Proust - Les intermittences du coeur
Les Intermittences du Coeur.

Ce n'est pas seulement le titre d'une des sections les plus émouvantes, au coeur de la Recherche du temps perdu de Marcel Proust (dans Sodome et Gomorrhe) ; cela devait initialement en être, selon l'un des projets de Marcel Proust ; le titre d'ensemble. On oublie trop souvent que Proust ne parle pas de la - mémoire et de ses intermittences, seulement pour des raisons métaphysiques, mais d'abord comme d'un déchirement intime, dans les relations humaines. La perte des êtres les plus chers, elle-même, nous l'oublions le plus souvent, et quand elle nous revient, involontairement, elle n'en est que deux fois plus douloureuse ; douloureuse par la perte qu'elle ravive, mais aussi par la culpabilité de l'oubli, qu'elle réveille.

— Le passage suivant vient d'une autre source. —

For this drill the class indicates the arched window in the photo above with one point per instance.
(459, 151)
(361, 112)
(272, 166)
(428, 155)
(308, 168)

Avant l'accident de son grand amour - Albertine - le Narrateur de "À la Recherche du Temps perdu" esplore une première fois la mort de sa grand-mère, les contre-allées du deuil.
Les quelques pages magnifiques, hilarantes et désespérées où il explore "l'étrange contradiction de la survivance et du néant" sont l'esquisse, c'est-à-dire l'essentiel, du futur grand chagrin de sa vie.
 
Rien n'est plus beau que ce deuil avant la lettre où la mort se fait connaître et dicte à l'écrivain naissant le goût de corriger la vie par la littérature.

« Elle était ma grand'mère et j'étais son petit-fils. Les expressions de son visage semblaient écrites dans une langue qui n'était que pour moi ; elle était tout dans ma vie... Elle ne me connaît plus, je ne la reverrai jamais. Nous n'avions pas été créés uniquement l'un pour l'autre, c'était une étrangère. »
Raphael Enthoven
Ayant moi-même été originellement éduqué et instruit par ma grand-mère, ce texte, issu de mon tome préféré de "La Recherche", m'a toujours particulièrement touché.
Raphaël Enthoven - après avoir publié avec son prère Jean-Paul, le "Dictionnaire Amoureux de Marcel Proust" - l'a brillamment récité (aussi bien que l'avait lu l'excellent Guillaume Gallienne, dans "Le Gai Savoir", émission du même Raphaël Enthoven, sur France Culture : http://www.franceculture.fr/emission-le-gai-savoir-les-intermittences-du-coeur-marcel-proust-2013-10-06), accompagné par Karol Beffa, compositeur et pianiste.
Et, ce qui ne gâte rien, qu'est-ce qu'il est beau, ce Raphaël Enthoven !
J'ai passé une excellente soirée, malgré la fièvre et les piqûres légèrement morphinées.
Merci à mon Prince of Persia, et d'y avoir pensé, et d'avoir dégotté deux très bonnes places.